O que é um FIDC e como funciona o risco sacado
Um FUNDO DE DIREITOS CREDITÓRIOS (FIDC) utiliza o dinheiro dos cotistas para comprar valores a receber de empresas. 💡 Na prática, se um fornecedor tem dinheiro para receber de uma grande rede de varejo apenas daqui a alguns meses, ele pode preferir vender esse direito por um valor menor hoje para ter o caixa imediato.
Nesse modelo de RISCO SACADO, a varejista funciona como a empresa garantidora da operação. 🎯 O lucro dos investidores vem justamente da diferença entre o valor pago ao fornecedor e o montante total que será quitado pela companhia no futuro.

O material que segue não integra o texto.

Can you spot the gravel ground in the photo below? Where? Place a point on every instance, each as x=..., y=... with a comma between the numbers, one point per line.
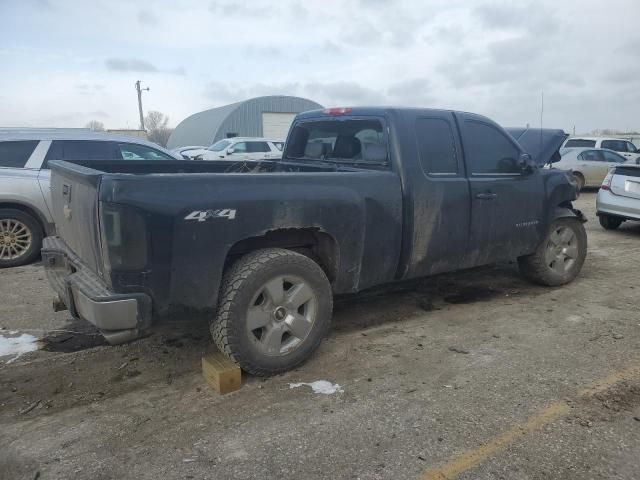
x=430, y=370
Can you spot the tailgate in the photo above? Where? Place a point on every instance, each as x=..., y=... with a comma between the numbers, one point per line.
x=626, y=181
x=74, y=192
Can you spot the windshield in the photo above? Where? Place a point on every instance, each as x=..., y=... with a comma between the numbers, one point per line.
x=338, y=140
x=219, y=145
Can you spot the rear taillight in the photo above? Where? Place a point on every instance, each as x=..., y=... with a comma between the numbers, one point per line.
x=123, y=235
x=606, y=183
x=337, y=111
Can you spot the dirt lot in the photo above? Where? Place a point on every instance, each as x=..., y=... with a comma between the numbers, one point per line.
x=478, y=375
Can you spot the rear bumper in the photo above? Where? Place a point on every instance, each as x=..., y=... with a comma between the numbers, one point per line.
x=120, y=317
x=608, y=203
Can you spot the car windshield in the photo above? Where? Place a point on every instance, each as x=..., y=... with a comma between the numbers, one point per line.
x=219, y=145
x=347, y=141
x=580, y=142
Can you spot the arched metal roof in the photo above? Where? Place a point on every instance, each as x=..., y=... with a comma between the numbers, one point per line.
x=243, y=118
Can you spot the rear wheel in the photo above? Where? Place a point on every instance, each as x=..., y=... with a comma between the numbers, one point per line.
x=274, y=309
x=20, y=238
x=609, y=223
x=559, y=258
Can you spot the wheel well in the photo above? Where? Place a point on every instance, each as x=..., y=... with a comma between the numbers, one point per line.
x=319, y=246
x=28, y=210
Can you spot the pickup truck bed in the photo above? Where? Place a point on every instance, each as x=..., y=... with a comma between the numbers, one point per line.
x=361, y=197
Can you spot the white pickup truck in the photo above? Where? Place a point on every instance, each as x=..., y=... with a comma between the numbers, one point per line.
x=25, y=200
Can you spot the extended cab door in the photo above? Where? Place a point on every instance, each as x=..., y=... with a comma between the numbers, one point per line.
x=436, y=193
x=506, y=202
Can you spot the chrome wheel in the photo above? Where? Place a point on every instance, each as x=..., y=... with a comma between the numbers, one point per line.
x=281, y=315
x=15, y=239
x=562, y=250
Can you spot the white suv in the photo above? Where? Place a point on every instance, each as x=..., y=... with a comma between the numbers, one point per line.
x=243, y=148
x=25, y=197
x=620, y=145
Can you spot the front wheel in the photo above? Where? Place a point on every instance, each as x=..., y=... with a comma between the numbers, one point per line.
x=560, y=256
x=610, y=223
x=274, y=310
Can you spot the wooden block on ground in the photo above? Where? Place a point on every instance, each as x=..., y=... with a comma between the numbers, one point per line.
x=221, y=373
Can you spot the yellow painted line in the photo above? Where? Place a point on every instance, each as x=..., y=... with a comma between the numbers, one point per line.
x=467, y=460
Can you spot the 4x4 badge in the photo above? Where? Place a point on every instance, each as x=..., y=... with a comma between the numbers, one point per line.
x=203, y=215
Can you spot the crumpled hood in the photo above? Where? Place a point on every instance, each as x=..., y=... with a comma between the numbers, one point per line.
x=541, y=143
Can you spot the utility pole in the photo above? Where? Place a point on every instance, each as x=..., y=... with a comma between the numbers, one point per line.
x=139, y=90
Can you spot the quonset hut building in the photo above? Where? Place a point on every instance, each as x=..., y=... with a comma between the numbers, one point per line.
x=268, y=117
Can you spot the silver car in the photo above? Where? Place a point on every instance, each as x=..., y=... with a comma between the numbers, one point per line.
x=589, y=165
x=25, y=200
x=619, y=197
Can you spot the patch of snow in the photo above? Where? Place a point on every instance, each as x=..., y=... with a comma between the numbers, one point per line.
x=17, y=345
x=320, y=386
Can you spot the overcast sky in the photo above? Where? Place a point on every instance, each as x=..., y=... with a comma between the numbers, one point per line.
x=65, y=62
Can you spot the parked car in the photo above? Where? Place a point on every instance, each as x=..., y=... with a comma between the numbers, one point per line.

Crescimento acelerado e os impactos da recuperação judicial
Mesmo com o cenário adverso no varejo, o patrimônio desses fundos teve um salto impressionante. 🚀 O principal veículo dessa estrutura, chamado IBCB AF01, viu seu patrimônio dobrar em pouco mais de um ano, alcançando a marca bilionária.
⚠️ No entanto, quando a empresa patrocinadora entra em processos de reestruturação financeira ou recuperação judicial, os pagamentos aos fundos são temporariamente interrompidos. Além disso, discussões sobre deságios em dívidas podem impactar severamente o valor final recuperado pelos cotistas profissionais e institucionais que apostaram nessas cotas.
Outros fundos e a estrutura de crediário
✅ Além dos fundos de risco sacado, a rede também utiliza outros veículos voltados para financiar sua estrutura de crediário e fornecedores. Embora alguns desses fundos menores tenham menor exposição ao risco global da companhia, a diversificação e a análise rigorosa do perfil de crédito continuam sendo fundamentais para qualquer INVESTIDOR PROFISSIONAL que busca rentabilidade no mercado financeiro atual.